Rusnok also provided a department statement stating that in fiscal 2013, ICE released 169 homicide convicts (not 196) and most releases occurred due to factors not controlled by the agency. For instance, the statement said, 24,851 releases occurred either in accord with court restrictions on the agency or under an ICE "order of supervision" issued "because there is no significant likelihood of removal in the reasonably foreseeable future." Another 10,532 individuals were released after an immigration judge granted a bond, the statement said.
"The small number of remaining releases are attributed to prosecutorial discretion, parole and the agency’s inability to obtain a travel document," the statement said.
Vaughan, asked to comment on the latest ICE analysis of the 36,007 releases, suggested the agency still had sway in instances it characterized as not under its discretion. For instance, she emailed, the agency may, but often does not, contest grants of bond.
Law professors: Detainee releases affected by legal rights
Next, we asked several expert professors about the government’s contention it didn’t entirely control which individuals it released from detention.
Anyone detained by ICE, the experts said, has constitutional rights that play into judges deciding if a release is appropriate.
Kari Hong, a Boston College Law School assistant professor, reminded us immigration cases are civil and not criminal matters. And under U.S. law, she and Ingrid Eagly, a UCLA assistant professor, each advised by phone, a person held longer than six months on an immigration matter has a right to ask for a hearing that could lead to release. Before such a release, the professors said, a judge decides the person wouldn’t be a danger to the community or a flight risk. Also, Hong said, a person let go on bond still might have to check in with ICE every month.
Broadly, Hong opined by email, ICE detains far too many individuals. "For the first 100 years of our history, we did not detain immigrants. From 1917 to 1988--a period of 70 years---we detained a total of 55,000 non-citizens with criminal convictions," Hong said. "Since 2009, that number grew to 400,000 each year. There is no reason to detain that many people," she said, especially because the "vast majority are not violent. Many are elderly, families and children."
Denise Gilman, who directs an immigration law clinic at the University of Texas, said by email that it’s also possible that released individuals win their immigration cases in court, meaning they won't be deported and must be released.

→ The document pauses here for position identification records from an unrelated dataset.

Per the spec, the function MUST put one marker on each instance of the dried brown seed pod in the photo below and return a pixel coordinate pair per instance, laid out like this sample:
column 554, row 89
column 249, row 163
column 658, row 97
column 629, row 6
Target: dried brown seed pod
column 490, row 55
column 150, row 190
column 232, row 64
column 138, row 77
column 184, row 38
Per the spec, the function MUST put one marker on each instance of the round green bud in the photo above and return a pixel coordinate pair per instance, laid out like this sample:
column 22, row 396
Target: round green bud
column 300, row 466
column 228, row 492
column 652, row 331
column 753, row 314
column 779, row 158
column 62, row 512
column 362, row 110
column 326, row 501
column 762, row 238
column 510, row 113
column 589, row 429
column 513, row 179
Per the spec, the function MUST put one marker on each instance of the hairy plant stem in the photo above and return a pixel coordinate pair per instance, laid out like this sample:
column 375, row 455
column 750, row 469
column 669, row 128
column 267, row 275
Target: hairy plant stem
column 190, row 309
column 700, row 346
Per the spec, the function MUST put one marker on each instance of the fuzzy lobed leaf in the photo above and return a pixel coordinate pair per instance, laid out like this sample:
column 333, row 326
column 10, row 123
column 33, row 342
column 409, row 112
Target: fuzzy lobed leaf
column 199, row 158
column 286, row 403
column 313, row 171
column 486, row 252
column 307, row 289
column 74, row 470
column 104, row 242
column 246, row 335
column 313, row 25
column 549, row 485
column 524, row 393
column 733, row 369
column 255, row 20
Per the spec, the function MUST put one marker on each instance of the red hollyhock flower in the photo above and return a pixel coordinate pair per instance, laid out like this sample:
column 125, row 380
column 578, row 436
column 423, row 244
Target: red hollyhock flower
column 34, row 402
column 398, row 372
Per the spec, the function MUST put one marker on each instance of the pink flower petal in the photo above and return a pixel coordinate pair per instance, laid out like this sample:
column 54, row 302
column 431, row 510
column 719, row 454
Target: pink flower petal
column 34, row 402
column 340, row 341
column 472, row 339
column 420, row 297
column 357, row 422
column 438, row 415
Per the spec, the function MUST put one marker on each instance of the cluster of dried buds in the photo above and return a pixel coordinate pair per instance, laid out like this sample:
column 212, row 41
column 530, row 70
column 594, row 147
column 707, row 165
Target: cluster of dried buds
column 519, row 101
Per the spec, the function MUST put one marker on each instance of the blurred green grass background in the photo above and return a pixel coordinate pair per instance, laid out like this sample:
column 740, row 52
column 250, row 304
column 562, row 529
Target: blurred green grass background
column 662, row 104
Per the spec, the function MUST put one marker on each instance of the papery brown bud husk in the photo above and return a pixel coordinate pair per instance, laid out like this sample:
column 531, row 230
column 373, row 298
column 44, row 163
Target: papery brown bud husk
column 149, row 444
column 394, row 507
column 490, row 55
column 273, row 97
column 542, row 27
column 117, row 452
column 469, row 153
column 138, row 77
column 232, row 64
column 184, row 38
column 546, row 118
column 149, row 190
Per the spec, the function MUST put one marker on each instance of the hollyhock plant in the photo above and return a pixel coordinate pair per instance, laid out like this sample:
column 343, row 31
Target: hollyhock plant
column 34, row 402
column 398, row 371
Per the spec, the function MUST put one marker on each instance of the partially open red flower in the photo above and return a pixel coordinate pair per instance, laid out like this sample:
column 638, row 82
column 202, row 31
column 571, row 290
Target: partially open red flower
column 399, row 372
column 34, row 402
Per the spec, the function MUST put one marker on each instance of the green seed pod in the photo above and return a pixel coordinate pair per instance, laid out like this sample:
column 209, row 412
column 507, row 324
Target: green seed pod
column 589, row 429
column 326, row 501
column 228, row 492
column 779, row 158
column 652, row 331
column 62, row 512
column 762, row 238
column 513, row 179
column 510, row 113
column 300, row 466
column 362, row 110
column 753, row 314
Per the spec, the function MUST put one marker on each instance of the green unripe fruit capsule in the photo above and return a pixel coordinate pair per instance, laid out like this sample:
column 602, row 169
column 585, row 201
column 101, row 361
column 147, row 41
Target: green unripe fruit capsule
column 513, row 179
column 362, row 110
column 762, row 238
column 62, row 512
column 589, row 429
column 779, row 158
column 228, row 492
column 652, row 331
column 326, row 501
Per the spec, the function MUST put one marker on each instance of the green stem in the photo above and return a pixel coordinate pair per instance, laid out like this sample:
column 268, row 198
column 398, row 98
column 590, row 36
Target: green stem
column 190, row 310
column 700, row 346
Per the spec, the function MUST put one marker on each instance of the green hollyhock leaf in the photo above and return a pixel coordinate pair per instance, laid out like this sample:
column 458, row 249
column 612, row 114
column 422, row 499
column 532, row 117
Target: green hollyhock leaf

Cruz said: "In the year 2013, the Obama administration released 104,000 criminal illegal aliens. They released 196 murderers – people with homicide convictions, who are here illegally."
We see how Cruz reached his figures. But ICE says 169 individuals with murder convictions were released and 72 percent of those releases were mandatory—out of its control. Also, 68,000 of the people Cruz described as released were never actually detained by the agency.
In addition, this statement is missing vital context. Just as we said in reviewing Smith’s declaration, it’s simplistic to suggest the administration has full decision-making authority. Court decisions and federal laws play important roles.
We rate the statement Half True.
HALF TRUE – The statement is partially accurate but leaves out important details or takes things out of context.